Schumer and Blumenthal’s bill puts into law many of the recommendations found in the Federal Railroad Administration’s “Operation Deep Dive” report assessing the safety and training plans and practices by Metro-North, as well as the findings of the Metropolitan Transportation Authority’s own blue-ribbon panel study released last week.
“The deadly Metro North crash, plus so many others across the country, have exposed time-and-again that our passenger and freight railroads must do more to promote a ‘culture of safety’, above all other priorities,” said Sen. Schumer. “That is why Sen. Blumenthal and I have worked to develop a comprehensive rail safety bill that will take the lessons of this tragic crash, plus the expert recommendations from the National Transportation Safety Board and others, and make them into tough requirements for our railroads, including a mandate for inward and outward facing cameras on all trains, new requirements for increased rail inspections, a significant boost in fines for safety violations, and more. For too long, railroads have failed to completely heed the lessons of fatal train crashes and this legislation will change that.”
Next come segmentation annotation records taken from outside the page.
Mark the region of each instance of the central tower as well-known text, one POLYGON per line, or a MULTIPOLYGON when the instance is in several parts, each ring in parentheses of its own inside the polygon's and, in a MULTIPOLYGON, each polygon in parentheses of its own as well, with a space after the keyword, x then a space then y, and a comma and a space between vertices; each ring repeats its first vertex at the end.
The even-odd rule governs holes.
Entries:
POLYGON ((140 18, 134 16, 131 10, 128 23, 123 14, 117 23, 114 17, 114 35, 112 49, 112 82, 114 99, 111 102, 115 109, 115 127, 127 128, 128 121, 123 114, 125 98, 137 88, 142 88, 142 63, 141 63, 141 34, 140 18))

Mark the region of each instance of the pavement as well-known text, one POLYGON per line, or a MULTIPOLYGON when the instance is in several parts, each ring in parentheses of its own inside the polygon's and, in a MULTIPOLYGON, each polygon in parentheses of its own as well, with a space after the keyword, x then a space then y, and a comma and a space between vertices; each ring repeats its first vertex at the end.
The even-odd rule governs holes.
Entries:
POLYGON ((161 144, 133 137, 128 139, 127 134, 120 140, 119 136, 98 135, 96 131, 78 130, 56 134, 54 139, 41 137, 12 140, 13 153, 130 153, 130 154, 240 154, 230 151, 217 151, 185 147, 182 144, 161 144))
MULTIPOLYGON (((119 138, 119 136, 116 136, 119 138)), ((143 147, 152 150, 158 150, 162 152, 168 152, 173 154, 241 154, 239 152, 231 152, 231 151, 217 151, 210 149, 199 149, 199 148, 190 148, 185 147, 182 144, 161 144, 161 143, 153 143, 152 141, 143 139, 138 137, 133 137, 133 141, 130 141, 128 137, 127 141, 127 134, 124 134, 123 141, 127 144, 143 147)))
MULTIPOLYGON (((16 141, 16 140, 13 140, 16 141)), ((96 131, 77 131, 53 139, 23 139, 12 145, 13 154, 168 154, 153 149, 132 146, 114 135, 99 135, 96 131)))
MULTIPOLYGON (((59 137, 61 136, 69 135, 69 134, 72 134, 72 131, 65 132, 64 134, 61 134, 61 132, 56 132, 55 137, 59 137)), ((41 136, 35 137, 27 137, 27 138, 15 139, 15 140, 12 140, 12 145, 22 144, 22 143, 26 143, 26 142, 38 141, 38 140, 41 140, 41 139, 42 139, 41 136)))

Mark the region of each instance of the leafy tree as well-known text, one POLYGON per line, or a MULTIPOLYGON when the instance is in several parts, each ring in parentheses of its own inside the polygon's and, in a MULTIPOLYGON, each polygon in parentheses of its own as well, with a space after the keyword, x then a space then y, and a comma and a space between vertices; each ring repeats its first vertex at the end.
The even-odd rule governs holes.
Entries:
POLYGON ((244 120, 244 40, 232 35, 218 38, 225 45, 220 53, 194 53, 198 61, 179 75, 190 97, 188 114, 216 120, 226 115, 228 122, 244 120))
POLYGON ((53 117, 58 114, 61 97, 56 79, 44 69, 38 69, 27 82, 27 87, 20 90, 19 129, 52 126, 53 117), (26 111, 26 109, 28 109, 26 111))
“This major, comprehensive measure will help American railroads move toward 21st century safety and reliability,” said Sen. Blumenthal. “Rigorous public oversight and scrutiny are critical, and that’s where this bill begins. We must assure that safety and reliability standards receive real enforcement, not mere lip service. The watchdog agencies must bite, not just bark, and whistleblowers must be protected. We need a national rail strategy to stop the cascading catastrophes, derailments, spectacular crashes, senseless worker injuries and deaths, and needless mundane delays that all undermine public trust and confidence. This measure seeks to restore public trust and confidence and assure that railroads reflect what commuters and communities demand – safety and reliability, and on time performance, as complementary not conflicting goals. The bill also lays the groundwork for investments in important technology like positive train control (PTC) and other upgrades that are proven to save lives and enhance service. They must be followed by other investments that hopefully will gain bipartisan support, because they benefit our economy and all Americans.”
The bill will:
- Bolster the Federal Railroad Administration’s (FRA) oversight of our country’s rail systems by authorizing an increase in funding for FRA’s safety and operations work.
- Require greater FRA accountability for unmet statutory mandates and open NTSB recommendations through regular quarterly reports to Congress.
- Require the installation and implementation of technology like inward- and outward-facing cameras, alerters and redundant signal protection.
- Strengthen FRA’s enforcement powers by increasing civil penalties for those who engage in unsafe activity. Civil penalties would be at least $13,000 and up to $500,000 for any safety sensitive violations, and a minimum of $1 million for grossly negligent violations or repeated violations that cause death or injury.
- Improve railroad operating practices by requiring enhanced inspection practices by commuter railroads.
- Require greater use of modern inspection technology and stepped up enforcement of speed restrictions.
- Provide resources for passenger and commuter railroads so they can implement critical technology like Positive Train Control (PTC) by December 2015 deadline.
- Require coordination between DOT and the FCC to ensure passenger and commuter railroads have access to necessary spectrum to make PTC operate effectively.
- Require expedited FRA action on the development of rules governing fatigue management plans for railroads.
- Require safer operating practices for the transportation of crude oil and flammable liquids.
- Require the national roll out of a confidential close call reporting initiative and the participation by freight, passenger and commuter railroads in the program.
- Ensure the openness and transparency of railroad safety information.